Sampling
Sampling is the process of selecting a subset of data points from a larger dataset for analysis. It is commonly used when working with large-scale data to reduce computation time and resources while still obtaining meaningful insights. By analyzing a representative sample, you can make accurate inferences about the full dataset without needing to process every data point.
Also known as: Data sampling, statistical sampling.
Comparisons
- Sampling vs. Full Data Analysis: Full data analysis processes every data point, whereas sampling focuses on a subset, making it more efficient.
- Sampling vs. Aggregation: Sampling selects a portion of data, while aggregation summarizes all data for a high-level overview.
Pros
- Reduced computational load: Sampling minimizes time and resource use, especially when handling large datasets.

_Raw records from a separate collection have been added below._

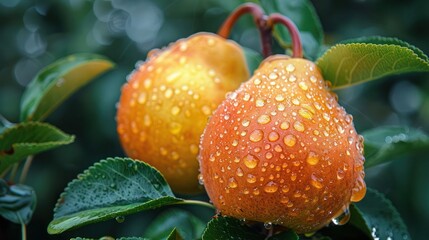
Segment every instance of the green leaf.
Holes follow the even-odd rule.
[[[264,58],[260,53],[250,48],[243,47],[243,51],[247,62],[247,68],[249,69],[249,72],[252,75],[253,72],[259,67],[259,64],[261,64]]]
[[[397,45],[401,47],[406,47],[411,49],[419,58],[423,59],[426,62],[429,62],[428,56],[424,54],[424,52],[417,47],[404,42],[398,38],[390,38],[390,37],[381,37],[381,36],[370,36],[370,37],[360,37],[354,39],[348,39],[342,41],[341,43],[374,43],[374,44],[389,44],[389,45]]]
[[[0,134],[4,132],[4,130],[13,127],[13,123],[9,122],[3,115],[0,114]]]
[[[368,189],[356,206],[374,239],[411,239],[398,211],[383,194]]]
[[[57,234],[179,202],[155,168],[130,158],[108,158],[69,183],[48,232]]]
[[[266,236],[257,234],[245,226],[240,220],[218,216],[213,218],[203,233],[203,240],[235,239],[235,240],[262,240]]]
[[[113,237],[101,237],[97,238],[98,240],[149,240],[148,238],[142,237],[121,237],[121,238],[113,238]],[[96,240],[96,238],[71,238],[70,240]]]
[[[319,17],[308,0],[261,0],[262,7],[269,13],[281,13],[289,17],[301,33],[304,55],[315,60],[323,44],[323,29]],[[291,38],[284,26],[275,26],[275,37],[281,45],[290,45]]]
[[[394,74],[428,72],[427,57],[422,58],[415,49],[403,44],[337,44],[316,64],[333,89],[345,88]]]
[[[162,238],[152,238],[152,239],[162,239]],[[184,238],[179,234],[177,229],[174,228],[166,239],[167,240],[183,240]]]
[[[214,217],[203,233],[203,240],[234,239],[234,240],[265,240],[266,235],[256,233],[254,229],[230,217]],[[270,240],[297,240],[298,236],[292,231],[281,232],[270,238]]]
[[[350,205],[350,220],[347,224],[355,226],[367,237],[372,238],[371,230],[366,224],[365,218],[363,217],[363,213],[355,206],[355,204]]]
[[[429,149],[429,136],[404,126],[378,127],[362,133],[365,168],[397,159],[398,156]]]
[[[268,240],[298,240],[298,239],[299,239],[298,235],[292,230],[284,231],[268,238]]]
[[[165,239],[173,229],[176,229],[183,239],[198,239],[201,238],[205,226],[203,221],[188,211],[169,209],[151,222],[145,236],[151,239]]]
[[[43,120],[67,97],[112,67],[112,62],[95,54],[70,55],[45,67],[22,96],[21,120]]]
[[[26,185],[11,185],[0,179],[0,215],[7,220],[28,224],[36,208],[36,192]]]
[[[73,141],[74,136],[47,123],[25,122],[13,125],[0,134],[0,173],[29,155]]]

- Quick insights: Provides faster analysis by processing only a fraction of the full dataset.
- Maintains accuracy with the right sample size: Properly selected samples can still yield highly accurate results.
Cons
- Risk of bias: Poorly selected samples may not represent the entire dataset, leading to inaccurate conclusions.
- May miss important outliers: Rare but critical data points can be excluded from the sample.
- Approximate, not exact: Sampling provides estimations, which may not reflect the full dataset’s exact characteristics.
Example
A marketing team analyzing customer data selects a random sample of 5,000 customers from a pool of 100,000 to evaluate purchasing behavior without processing the entire dataset.